Cannabis in Canada is, in the eyes of Chris Parry, nothing less than a “dog orgy”. In his recent analysis of the industry, Parry paints a grim picture of the country’s cannabis market, laying the blame predominantly on the government’s regulations and what he sees as their misguided handling of the industry. Here’s a closer look at his argument and what he sees as potential investment opportunities in the currently strained sector.
Parry starts by outlining the state of the Canadian cannabis market, which he colorfully describes as a “dumpster fire.” He notes that several high-profile companies, such as Fire and Flower and Choom, have taken significant hits, being sold for a fraction of their value or undergoing bankruptcy protection. Others, such as Isracann and Khiron Life Sciences, have all but vanished from the industry.
According to Parry, the primary culprits for this chaotic state of affairs are governmental regulations and missteps. The Canadian government, he contends, should have capitalized on the legalization of cannabis by promoting the country as a global leader in the production of “professional, medical, clean, efficient weed”. Instead, he believes they burdened the industry with excessively high taxation and over-regulation, discouraging innovation and limiting market expansion.
The rules, he says, prevent companies from effectively marketing themselves, reaching new demographics, and creating enticing products. In his view, the industry is currently stuck in a futile struggle to cater only to established cannabis users while neglecting potential newcomers. He even goes as far as to suggest that the production of cannabis should be outsourced to cheaper locations, such as Africa, rather than being cultivated locally in expensive, security-heavy warehouses.
But the issues don’t end with production. The post-production process is fraught with bureaucratic hurdles, from distribution to retail. For instance, Parry criticizes the government’s control over the retail experience, which, he argues, confuses first-time buyers and inhibits them from becoming repeat customers.

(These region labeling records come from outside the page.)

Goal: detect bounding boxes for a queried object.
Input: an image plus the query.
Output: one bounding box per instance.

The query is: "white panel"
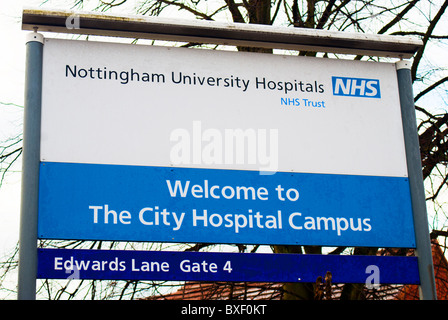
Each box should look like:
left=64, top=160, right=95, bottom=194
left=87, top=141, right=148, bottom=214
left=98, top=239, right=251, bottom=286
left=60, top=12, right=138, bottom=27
left=41, top=39, right=407, bottom=177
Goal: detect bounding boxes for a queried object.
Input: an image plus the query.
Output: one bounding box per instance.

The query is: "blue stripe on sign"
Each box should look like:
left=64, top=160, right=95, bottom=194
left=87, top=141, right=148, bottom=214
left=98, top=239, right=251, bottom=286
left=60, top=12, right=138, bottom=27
left=38, top=162, right=415, bottom=247
left=38, top=249, right=419, bottom=284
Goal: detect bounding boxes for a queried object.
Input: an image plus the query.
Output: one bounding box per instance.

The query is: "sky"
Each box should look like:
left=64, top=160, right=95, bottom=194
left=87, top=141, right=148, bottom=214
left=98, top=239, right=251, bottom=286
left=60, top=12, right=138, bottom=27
left=0, top=0, right=448, bottom=298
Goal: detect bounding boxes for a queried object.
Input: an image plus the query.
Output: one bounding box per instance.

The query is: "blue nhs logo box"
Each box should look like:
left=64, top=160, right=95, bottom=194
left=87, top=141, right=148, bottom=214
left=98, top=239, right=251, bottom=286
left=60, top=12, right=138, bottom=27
left=331, top=77, right=381, bottom=98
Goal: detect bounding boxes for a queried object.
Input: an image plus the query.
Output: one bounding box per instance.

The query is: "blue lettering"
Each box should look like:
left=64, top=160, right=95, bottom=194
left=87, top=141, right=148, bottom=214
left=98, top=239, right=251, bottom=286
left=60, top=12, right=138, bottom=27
left=332, top=77, right=381, bottom=98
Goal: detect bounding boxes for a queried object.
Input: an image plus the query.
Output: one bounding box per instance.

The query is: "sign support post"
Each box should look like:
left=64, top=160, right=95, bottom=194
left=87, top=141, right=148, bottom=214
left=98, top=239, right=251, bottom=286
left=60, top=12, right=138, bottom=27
left=18, top=32, right=43, bottom=300
left=396, top=60, right=437, bottom=300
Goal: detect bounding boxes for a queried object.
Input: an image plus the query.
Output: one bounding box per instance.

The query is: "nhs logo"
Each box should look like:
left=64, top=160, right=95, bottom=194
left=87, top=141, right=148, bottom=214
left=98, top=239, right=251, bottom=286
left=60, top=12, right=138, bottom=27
left=331, top=77, right=381, bottom=98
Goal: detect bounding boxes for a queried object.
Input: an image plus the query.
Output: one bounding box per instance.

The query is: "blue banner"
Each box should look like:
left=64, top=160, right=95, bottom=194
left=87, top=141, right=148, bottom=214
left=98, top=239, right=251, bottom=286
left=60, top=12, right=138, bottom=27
left=38, top=249, right=419, bottom=284
left=38, top=162, right=415, bottom=247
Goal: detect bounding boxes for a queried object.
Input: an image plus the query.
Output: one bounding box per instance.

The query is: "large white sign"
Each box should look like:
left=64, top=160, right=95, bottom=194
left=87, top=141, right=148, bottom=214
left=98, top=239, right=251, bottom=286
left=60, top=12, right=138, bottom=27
left=42, top=40, right=407, bottom=177
left=39, top=40, right=415, bottom=247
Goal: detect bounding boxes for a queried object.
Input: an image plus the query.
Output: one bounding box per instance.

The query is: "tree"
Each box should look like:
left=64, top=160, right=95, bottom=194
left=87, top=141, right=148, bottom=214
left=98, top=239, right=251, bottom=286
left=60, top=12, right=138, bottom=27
left=0, top=0, right=448, bottom=300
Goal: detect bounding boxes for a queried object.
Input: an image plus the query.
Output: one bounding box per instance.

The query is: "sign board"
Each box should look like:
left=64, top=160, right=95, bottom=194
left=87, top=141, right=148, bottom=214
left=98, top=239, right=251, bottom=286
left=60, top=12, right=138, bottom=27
left=38, top=249, right=419, bottom=284
left=38, top=39, right=415, bottom=247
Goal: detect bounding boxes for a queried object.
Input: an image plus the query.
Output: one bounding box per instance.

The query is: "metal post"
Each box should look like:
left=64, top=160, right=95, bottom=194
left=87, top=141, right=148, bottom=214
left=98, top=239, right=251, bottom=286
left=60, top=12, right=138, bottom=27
left=17, top=32, right=43, bottom=300
left=396, top=60, right=437, bottom=300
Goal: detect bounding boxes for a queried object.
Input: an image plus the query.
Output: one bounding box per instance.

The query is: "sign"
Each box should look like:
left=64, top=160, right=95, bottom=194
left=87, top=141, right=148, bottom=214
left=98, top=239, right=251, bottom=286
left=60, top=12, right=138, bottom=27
left=38, top=249, right=419, bottom=284
left=38, top=39, right=415, bottom=247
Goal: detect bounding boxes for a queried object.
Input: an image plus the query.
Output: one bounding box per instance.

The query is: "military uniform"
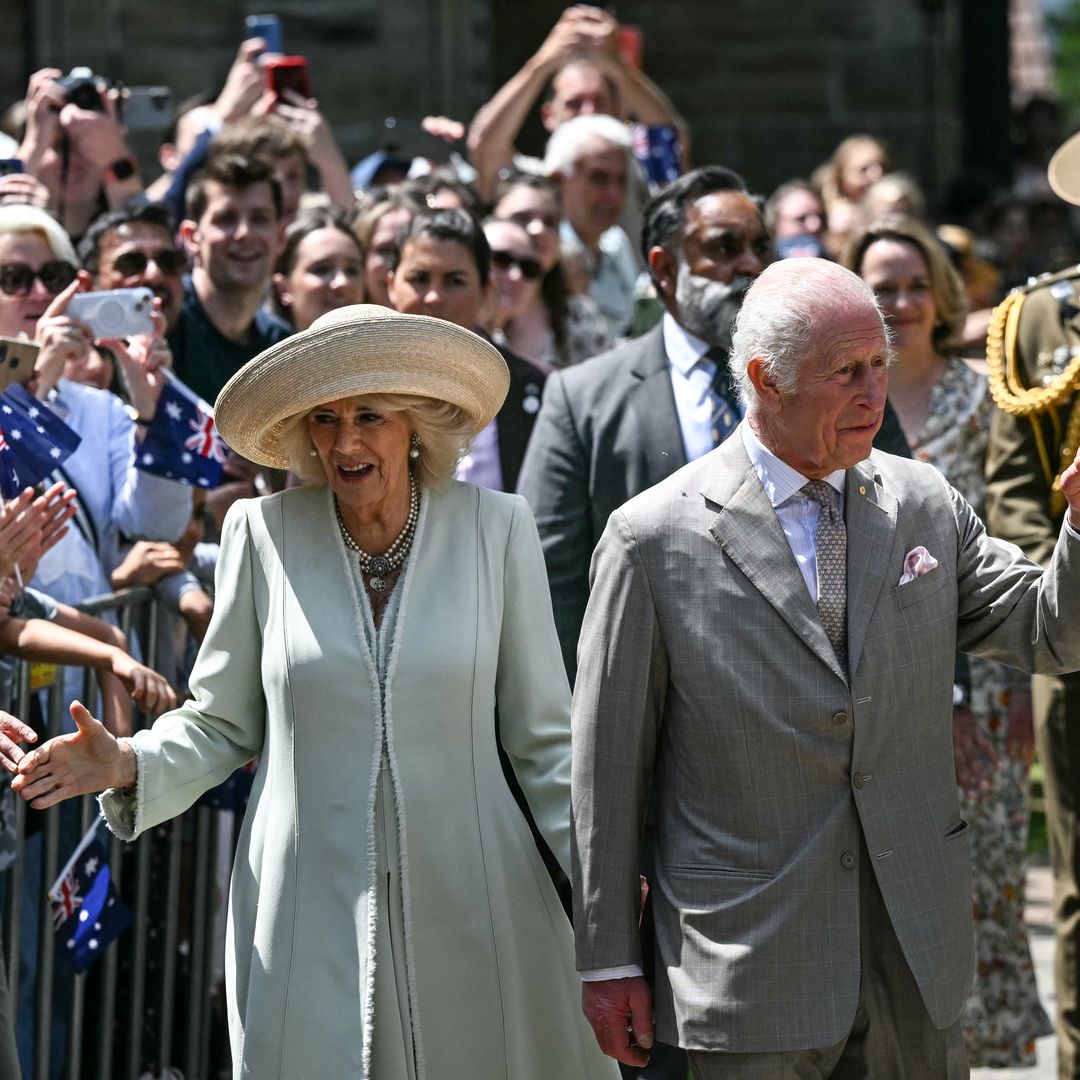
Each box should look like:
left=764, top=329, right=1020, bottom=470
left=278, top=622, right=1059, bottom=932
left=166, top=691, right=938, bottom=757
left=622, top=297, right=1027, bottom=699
left=986, top=267, right=1080, bottom=1080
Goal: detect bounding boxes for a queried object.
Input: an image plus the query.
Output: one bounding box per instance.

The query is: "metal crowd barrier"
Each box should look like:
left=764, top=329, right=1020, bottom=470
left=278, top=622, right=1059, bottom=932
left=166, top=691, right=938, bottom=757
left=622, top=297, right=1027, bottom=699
left=0, top=586, right=239, bottom=1080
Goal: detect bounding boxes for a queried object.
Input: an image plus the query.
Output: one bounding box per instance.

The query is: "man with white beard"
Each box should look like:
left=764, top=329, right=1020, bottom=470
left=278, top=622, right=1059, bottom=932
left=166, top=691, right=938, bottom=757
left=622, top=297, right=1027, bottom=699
left=517, top=165, right=906, bottom=691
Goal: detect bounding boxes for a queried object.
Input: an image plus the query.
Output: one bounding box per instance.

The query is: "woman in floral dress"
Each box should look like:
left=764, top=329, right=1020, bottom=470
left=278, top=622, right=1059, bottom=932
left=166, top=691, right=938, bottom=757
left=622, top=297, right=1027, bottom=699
left=845, top=217, right=1052, bottom=1067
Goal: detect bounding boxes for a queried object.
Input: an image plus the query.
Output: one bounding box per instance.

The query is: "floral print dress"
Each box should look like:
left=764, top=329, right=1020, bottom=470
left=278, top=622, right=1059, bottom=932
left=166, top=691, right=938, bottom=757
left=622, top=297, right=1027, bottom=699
left=912, top=360, right=1053, bottom=1068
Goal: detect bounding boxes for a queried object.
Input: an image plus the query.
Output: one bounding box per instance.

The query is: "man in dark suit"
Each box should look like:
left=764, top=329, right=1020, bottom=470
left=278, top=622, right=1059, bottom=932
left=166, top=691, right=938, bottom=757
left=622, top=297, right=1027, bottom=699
left=517, top=165, right=906, bottom=684
left=388, top=210, right=544, bottom=491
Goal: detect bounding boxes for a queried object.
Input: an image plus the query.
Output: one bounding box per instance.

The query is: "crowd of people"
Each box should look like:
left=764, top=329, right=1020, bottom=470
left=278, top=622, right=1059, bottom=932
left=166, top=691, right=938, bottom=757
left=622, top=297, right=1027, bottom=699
left=0, top=5, right=1080, bottom=1080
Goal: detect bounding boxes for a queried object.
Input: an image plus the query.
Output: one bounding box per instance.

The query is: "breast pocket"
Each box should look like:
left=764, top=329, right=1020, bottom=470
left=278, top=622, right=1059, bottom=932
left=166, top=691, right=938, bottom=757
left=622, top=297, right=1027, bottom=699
left=892, top=566, right=948, bottom=610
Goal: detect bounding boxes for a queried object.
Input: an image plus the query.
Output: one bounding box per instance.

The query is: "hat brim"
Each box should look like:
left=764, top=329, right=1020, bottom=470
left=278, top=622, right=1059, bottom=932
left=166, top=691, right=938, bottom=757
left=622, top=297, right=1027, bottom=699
left=1047, top=134, right=1080, bottom=206
left=214, top=303, right=510, bottom=469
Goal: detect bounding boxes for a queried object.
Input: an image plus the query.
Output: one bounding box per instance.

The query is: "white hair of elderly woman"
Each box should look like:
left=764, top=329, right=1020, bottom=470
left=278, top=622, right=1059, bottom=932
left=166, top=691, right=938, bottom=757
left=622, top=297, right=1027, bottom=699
left=0, top=203, right=79, bottom=267
left=543, top=114, right=631, bottom=176
left=728, top=258, right=891, bottom=413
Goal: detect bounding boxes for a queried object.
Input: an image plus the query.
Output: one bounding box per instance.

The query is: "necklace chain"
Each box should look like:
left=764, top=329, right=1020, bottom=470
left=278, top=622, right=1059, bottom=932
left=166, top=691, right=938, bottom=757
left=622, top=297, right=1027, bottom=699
left=334, top=476, right=420, bottom=593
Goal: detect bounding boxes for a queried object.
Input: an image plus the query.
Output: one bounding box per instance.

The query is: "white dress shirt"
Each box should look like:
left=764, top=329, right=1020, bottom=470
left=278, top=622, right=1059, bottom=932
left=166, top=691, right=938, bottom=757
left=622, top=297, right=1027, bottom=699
left=663, top=311, right=742, bottom=461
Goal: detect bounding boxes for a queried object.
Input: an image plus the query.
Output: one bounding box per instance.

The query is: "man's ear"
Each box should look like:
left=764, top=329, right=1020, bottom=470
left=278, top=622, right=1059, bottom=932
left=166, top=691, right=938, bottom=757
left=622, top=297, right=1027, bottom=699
left=176, top=217, right=199, bottom=261
left=270, top=273, right=293, bottom=308
left=649, top=244, right=678, bottom=303
left=746, top=356, right=780, bottom=413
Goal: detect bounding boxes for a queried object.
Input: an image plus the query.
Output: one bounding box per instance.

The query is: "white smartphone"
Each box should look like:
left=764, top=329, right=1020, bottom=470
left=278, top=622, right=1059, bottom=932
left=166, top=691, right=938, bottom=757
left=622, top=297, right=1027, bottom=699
left=67, top=288, right=153, bottom=339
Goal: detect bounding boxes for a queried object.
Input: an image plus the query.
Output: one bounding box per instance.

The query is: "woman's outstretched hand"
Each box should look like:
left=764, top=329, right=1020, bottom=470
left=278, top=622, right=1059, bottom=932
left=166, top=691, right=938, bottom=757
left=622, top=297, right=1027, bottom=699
left=11, top=701, right=136, bottom=810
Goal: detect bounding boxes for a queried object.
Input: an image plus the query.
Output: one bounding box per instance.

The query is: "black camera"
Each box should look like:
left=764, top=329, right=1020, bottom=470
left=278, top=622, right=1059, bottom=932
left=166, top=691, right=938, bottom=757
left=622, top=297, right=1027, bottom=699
left=56, top=67, right=109, bottom=112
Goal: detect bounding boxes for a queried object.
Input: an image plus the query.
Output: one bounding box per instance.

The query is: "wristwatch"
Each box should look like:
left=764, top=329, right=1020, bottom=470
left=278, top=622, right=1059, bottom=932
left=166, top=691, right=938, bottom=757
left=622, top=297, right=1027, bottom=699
left=105, top=158, right=138, bottom=184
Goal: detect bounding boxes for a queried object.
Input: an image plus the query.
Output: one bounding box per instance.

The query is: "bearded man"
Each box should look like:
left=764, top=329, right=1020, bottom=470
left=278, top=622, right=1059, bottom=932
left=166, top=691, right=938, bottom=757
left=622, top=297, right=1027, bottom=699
left=517, top=165, right=905, bottom=684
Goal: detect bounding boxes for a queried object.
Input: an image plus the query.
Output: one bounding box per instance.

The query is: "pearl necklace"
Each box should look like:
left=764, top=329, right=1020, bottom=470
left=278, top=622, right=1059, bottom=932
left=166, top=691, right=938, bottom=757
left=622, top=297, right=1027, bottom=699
left=334, top=476, right=420, bottom=593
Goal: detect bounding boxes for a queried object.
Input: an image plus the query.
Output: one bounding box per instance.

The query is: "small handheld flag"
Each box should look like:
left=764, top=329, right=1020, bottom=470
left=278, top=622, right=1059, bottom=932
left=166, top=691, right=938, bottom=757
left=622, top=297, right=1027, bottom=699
left=49, top=822, right=133, bottom=974
left=135, top=372, right=228, bottom=487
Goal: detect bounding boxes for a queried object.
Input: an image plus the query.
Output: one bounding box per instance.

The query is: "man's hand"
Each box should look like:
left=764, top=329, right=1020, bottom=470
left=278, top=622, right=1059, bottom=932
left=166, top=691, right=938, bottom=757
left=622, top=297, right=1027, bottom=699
left=535, top=4, right=617, bottom=69
left=110, top=540, right=187, bottom=589
left=99, top=297, right=173, bottom=422
left=1058, top=450, right=1080, bottom=531
left=581, top=975, right=652, bottom=1068
left=0, top=713, right=38, bottom=772
left=214, top=38, right=270, bottom=124
left=59, top=90, right=132, bottom=173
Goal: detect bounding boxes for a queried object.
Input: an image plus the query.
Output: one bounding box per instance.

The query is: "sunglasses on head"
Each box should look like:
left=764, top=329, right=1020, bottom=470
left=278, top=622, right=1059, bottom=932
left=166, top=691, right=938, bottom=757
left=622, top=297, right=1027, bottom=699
left=491, top=252, right=543, bottom=281
left=112, top=247, right=188, bottom=278
left=0, top=259, right=76, bottom=296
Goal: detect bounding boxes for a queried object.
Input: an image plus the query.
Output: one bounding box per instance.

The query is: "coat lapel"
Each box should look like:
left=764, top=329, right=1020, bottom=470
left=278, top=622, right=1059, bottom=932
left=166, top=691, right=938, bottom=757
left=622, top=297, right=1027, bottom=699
left=702, top=433, right=850, bottom=679
left=843, top=458, right=899, bottom=674
left=629, top=323, right=687, bottom=487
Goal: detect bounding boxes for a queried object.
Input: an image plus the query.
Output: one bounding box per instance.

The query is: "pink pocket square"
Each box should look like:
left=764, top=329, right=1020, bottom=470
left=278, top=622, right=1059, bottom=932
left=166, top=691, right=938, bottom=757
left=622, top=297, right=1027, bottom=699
left=896, top=545, right=937, bottom=585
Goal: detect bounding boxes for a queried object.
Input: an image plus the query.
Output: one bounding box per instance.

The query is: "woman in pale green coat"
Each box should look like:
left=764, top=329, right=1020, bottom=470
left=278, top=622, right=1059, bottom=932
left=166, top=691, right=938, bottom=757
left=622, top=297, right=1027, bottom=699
left=9, top=306, right=618, bottom=1080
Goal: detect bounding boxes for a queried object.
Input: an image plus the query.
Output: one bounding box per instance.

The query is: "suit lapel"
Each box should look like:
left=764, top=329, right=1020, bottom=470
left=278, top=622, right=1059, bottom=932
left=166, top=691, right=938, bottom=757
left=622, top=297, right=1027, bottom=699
left=843, top=459, right=900, bottom=674
left=702, top=433, right=850, bottom=679
left=629, top=323, right=687, bottom=487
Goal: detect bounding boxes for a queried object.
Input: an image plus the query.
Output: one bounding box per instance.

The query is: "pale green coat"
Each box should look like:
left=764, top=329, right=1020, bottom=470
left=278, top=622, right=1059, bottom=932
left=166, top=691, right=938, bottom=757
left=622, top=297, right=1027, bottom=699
left=102, top=483, right=618, bottom=1080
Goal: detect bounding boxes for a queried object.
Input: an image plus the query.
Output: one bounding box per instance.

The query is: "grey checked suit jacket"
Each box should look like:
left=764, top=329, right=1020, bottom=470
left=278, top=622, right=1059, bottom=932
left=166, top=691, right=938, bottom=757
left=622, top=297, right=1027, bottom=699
left=517, top=325, right=907, bottom=686
left=572, top=433, right=1080, bottom=1052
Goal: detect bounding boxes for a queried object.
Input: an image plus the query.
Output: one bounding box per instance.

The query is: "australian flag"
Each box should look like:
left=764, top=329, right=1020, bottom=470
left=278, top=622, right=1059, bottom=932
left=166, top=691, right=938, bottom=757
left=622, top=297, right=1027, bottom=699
left=0, top=382, right=82, bottom=499
left=135, top=373, right=228, bottom=487
left=49, top=824, right=132, bottom=974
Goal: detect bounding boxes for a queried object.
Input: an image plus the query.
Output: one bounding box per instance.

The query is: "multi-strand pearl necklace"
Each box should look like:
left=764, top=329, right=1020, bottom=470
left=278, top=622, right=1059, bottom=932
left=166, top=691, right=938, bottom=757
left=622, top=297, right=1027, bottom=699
left=334, top=476, right=420, bottom=593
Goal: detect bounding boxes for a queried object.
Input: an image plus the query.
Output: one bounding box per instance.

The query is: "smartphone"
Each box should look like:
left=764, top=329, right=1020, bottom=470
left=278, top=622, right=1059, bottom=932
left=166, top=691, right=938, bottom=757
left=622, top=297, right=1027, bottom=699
left=615, top=26, right=645, bottom=71
left=0, top=337, right=38, bottom=392
left=244, top=15, right=285, bottom=53
left=267, top=56, right=311, bottom=98
left=66, top=288, right=153, bottom=339
left=120, top=86, right=173, bottom=132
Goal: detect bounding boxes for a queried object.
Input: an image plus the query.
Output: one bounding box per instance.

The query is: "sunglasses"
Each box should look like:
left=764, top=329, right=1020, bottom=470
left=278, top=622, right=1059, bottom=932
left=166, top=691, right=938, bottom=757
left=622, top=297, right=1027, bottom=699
left=491, top=252, right=543, bottom=281
left=112, top=247, right=188, bottom=278
left=0, top=259, right=76, bottom=296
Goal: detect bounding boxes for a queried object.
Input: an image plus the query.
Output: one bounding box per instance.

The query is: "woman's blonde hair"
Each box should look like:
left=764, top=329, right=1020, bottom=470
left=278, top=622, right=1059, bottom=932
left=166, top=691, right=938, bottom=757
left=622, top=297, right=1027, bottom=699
left=280, top=394, right=473, bottom=489
left=840, top=214, right=968, bottom=355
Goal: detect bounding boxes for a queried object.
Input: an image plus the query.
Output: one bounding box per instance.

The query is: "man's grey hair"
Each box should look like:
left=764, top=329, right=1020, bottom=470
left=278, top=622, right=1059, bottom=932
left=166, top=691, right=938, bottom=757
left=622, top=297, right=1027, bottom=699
left=543, top=114, right=631, bottom=176
left=728, top=258, right=891, bottom=413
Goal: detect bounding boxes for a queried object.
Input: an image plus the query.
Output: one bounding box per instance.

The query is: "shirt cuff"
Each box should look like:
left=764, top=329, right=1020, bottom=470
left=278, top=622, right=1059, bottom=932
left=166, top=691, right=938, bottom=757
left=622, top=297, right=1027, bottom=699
left=581, top=963, right=645, bottom=983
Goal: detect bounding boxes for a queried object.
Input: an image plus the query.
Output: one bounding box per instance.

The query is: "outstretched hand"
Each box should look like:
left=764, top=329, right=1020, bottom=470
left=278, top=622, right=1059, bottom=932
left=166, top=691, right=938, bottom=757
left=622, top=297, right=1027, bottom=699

The sales of cannabis in Canada, Parry notes, have seen a recent decrease. This, he attributes partially to the seasonal nature of the market and the increasing popularity of substances like shrooms, LSD, and ketamine. Parry believes the over-regulation of cannabis, juxtaposed with the decriminalization and less restricted sale of these substances, is driving potential consumers away from cannabis.
Despite the seemingly bleak outlook, Parry suggests two potential investment opportunities. The first is in large cannabis companies that aren’t afraid to challenge the status quo and “break every fucking rule,” as he puts it. These companies, he believes, could potentially force the government to revise its policies if they were to openly defy the regulations and take the resulting legal battles to court.
On the other end of the spectrum, he recommends keeping an eye on smaller, self-sustaining companies like Avant Brands (AVNT.T) and BC Bud Co. (BCBC.C). The former, he notes, recently had a near break-even quarter despite acquiring the assets of Flowr for $4 million. The latter, a client of Parry’s, is patiently waiting for the right distressed assets to buy up while prices are low. Both these businesses have managed to grow, even in the face of a struggling cannabis market, without amassing significant debt. Avant is actively growing and acquiring other businesses, while BC Bud is capitalizing on the desperation of companies eager to sell, providing high-quality products in the process.
Unlike many of their larger counterparts, these companies are not burdened by excessive operational costs. They don’t need to continually raise millions to keep their doors open. Rather, when they raise funds, it’s because they’ve identified a specific target or opportunity. It’s this efficient operational model that Parry believes offers significant potential for growth and a successful investment.
However, this does not mean that investing in these companies comes without challenges. Parry emphasizes the importance of due diligence. Potential investors should analyze the small-cap market thoroughly, discarding the companies that don’t offer a functional business model, and concentrating on the ones that do. Avant Brands and BC Bud Co., in his view, pass this test.
To conclude, Parry’s take on the Canadian cannabis industry is undoubtedly critical and unforgiving. However, despite the struggles and challenges faced by the cannabis industry, there is a potential for growth, and it may be found within the smaller, more agile companies like Avant Brands and BC Bud Co. Investors seeking to navigate this volatile market might find these picks of the crop a worthy consideration. Do your due diligence!
BC Bud Co currently trades at $0.09 CAD per share for a market cap of $4.80 million.